Scale-up of Solvent Injection Processes in Post-CHOPS Applications


Cold Heavy Oil Production with Sand (CHOPS) is widely used as a primary non-thermal production technique in thin heavy oil reservoirs in Western Canada and some other regions in South America. It has been reported that more than 85% of the original oil in place remains trapped in-situ, requiring additional follow-up (i.e., post-CHOPS) recovery strategies to be implemented. Solvent-aided processes, such as cyclic solvent injection (CSI), are commonly adopted due to the particular thin pay zone, which renders the application of thermal approaches uneconomical. It is widely accepted that configuration of wormhole networks (i.e., high permeability channels caused by sand production) and foamy oil flow are key characteristics pertinent to these processes, and they play an important role in the overall success. Field-scale flow simulations are often performed to approximate the reservoir response and to optimize operating strategies. However, grid block sizes in field-scale models are generally much larger than the wormhole scale, and numerical analysis is often performed by arbitrary adjustment of dispersivity.

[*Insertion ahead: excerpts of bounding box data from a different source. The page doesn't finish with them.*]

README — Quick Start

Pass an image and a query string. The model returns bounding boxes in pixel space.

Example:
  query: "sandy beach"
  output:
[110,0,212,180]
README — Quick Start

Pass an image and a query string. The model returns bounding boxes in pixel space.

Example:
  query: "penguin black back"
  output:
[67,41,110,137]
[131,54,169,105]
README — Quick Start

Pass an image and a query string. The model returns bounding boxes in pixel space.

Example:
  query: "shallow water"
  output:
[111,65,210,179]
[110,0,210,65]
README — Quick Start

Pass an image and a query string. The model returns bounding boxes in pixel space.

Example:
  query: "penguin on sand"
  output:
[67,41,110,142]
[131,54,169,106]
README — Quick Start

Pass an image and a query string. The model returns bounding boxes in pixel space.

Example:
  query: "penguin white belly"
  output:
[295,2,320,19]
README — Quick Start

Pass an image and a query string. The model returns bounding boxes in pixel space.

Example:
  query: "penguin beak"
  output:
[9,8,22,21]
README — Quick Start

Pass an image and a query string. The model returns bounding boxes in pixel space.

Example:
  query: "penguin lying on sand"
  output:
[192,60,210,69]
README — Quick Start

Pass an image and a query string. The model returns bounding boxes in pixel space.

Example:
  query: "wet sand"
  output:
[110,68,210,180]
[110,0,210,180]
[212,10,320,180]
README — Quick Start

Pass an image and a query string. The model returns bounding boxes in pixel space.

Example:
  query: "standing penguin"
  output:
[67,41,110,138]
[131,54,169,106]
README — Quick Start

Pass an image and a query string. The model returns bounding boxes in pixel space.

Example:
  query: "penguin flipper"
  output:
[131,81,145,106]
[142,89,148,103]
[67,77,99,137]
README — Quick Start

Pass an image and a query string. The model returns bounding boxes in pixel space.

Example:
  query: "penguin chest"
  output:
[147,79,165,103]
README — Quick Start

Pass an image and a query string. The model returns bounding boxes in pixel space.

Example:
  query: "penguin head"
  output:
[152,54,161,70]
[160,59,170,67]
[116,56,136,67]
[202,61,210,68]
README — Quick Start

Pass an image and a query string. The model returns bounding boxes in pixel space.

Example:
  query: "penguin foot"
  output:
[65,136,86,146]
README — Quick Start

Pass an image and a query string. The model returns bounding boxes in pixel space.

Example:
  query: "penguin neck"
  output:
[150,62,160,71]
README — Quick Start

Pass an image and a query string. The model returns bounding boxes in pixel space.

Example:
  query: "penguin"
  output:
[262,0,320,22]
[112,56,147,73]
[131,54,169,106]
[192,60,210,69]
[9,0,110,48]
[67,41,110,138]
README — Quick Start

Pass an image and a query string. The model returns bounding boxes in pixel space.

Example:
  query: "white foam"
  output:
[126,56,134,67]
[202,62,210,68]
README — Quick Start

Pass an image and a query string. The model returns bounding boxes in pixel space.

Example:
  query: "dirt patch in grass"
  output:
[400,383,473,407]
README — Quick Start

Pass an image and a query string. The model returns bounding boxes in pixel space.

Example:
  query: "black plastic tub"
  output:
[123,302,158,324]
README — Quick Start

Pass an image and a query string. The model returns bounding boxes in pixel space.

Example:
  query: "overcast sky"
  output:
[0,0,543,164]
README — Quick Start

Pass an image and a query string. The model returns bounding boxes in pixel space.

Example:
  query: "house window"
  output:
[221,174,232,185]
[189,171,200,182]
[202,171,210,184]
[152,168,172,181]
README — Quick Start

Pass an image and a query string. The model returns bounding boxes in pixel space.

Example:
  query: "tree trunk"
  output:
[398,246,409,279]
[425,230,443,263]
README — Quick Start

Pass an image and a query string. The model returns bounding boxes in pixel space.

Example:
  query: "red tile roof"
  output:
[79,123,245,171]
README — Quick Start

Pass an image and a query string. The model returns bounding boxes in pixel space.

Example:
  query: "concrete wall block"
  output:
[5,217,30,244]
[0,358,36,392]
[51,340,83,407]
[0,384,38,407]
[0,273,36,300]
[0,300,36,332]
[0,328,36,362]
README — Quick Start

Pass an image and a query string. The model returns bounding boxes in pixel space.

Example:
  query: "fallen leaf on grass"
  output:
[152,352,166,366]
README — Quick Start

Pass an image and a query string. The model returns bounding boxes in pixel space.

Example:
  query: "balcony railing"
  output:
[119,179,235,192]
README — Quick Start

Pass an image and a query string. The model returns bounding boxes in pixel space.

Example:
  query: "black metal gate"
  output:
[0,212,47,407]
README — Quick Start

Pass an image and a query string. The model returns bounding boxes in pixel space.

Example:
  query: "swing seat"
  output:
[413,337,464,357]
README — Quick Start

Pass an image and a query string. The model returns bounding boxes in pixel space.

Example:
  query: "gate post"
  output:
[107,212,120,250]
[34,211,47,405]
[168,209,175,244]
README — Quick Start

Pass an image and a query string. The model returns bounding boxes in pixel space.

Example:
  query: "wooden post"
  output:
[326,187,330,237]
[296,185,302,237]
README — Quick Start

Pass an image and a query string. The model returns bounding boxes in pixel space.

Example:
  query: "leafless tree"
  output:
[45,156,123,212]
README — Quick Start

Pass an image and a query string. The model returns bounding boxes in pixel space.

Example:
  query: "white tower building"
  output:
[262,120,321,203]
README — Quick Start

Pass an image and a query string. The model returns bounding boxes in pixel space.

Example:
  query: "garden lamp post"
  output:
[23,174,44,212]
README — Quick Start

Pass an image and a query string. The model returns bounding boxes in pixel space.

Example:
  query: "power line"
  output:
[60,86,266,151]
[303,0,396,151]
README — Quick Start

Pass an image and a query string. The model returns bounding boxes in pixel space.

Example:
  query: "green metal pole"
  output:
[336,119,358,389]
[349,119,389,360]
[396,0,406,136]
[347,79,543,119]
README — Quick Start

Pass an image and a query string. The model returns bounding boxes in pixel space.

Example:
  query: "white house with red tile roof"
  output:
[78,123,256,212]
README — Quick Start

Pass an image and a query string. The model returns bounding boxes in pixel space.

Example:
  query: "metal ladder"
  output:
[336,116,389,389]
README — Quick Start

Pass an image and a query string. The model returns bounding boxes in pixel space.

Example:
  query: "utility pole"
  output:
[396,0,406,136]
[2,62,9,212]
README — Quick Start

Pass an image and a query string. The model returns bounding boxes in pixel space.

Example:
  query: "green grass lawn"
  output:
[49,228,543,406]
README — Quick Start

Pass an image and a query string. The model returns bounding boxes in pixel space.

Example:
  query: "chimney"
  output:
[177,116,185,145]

This thesis proposes a practical workflow to scale up these mechanisms for field scale simulations in wormhole networks that span over multiple scales.

First, a set of detailed high-resolution (fine-scale) simulation models, where both matrix and high-permeability wormholes (modeled as fractal networks) are represented explicitly in the computational domain, is constructed to model how the solvent propagates away from the wormholes and into the bypassed matrix. Next, a dual-permeability approach is adopted to facilitate the scale-up analysis. Solvent transport and additional mixing in wormhole networks can be captured by parameters such as shape factor and effective dispersivity in an equivalent coarse-scale dual-permeability system. Bivariate distributions of effective longitudinal/transverse dispersivities and wormhole intensity are constructed and calibrated by minimizing the difference in recovery response (i.e., profiles of gas/oil production) between the detailed model and an equivalent dual-permeability continuum model.

Finally, field-scale simulations are constructed using average petrophysical properties and initial conditions (fluid saturations, pressure distribution, and wormhole development) commonly encountered at the end of CHOPS. Multiple field injection scenarios (i.e., of different number of cycles and durations of the soaking period) are simulated and analyzed. As expected, extended soaking period is more beneficial in terms of ultimate oil recovery (slower decline in oil rate), but it also reduces the early production rate. These observations can be attributed to the fact that a longer soaking period may prolong the production phase by increasing the effective drainage area contacted by the solvent; however, the amount of solvent in the near well region is also diluted. Interestingly, when an economic limit (i.e., minimum oil producing rate) is imposed, the optimal soaking time is not necessarily the longest one. It depends on the trade-off between extracting additional oil recovery at late times versus producing at a higher rate at early times. The analysis also reveals that during the implementation of multiple consecutive cycles, the two initial cycles contribute the most to the final oil recovery. Therefore, injecting larger volumes of solvent and extending the soaking times are recommended strategies during the first and/or second cycles. In addition, when the amount of solvent available is limited, the results support in the strategy of injecting all the solvent in one single consolidated cycle, with an extended soaking period, rather than performing shorter consecutive cycles.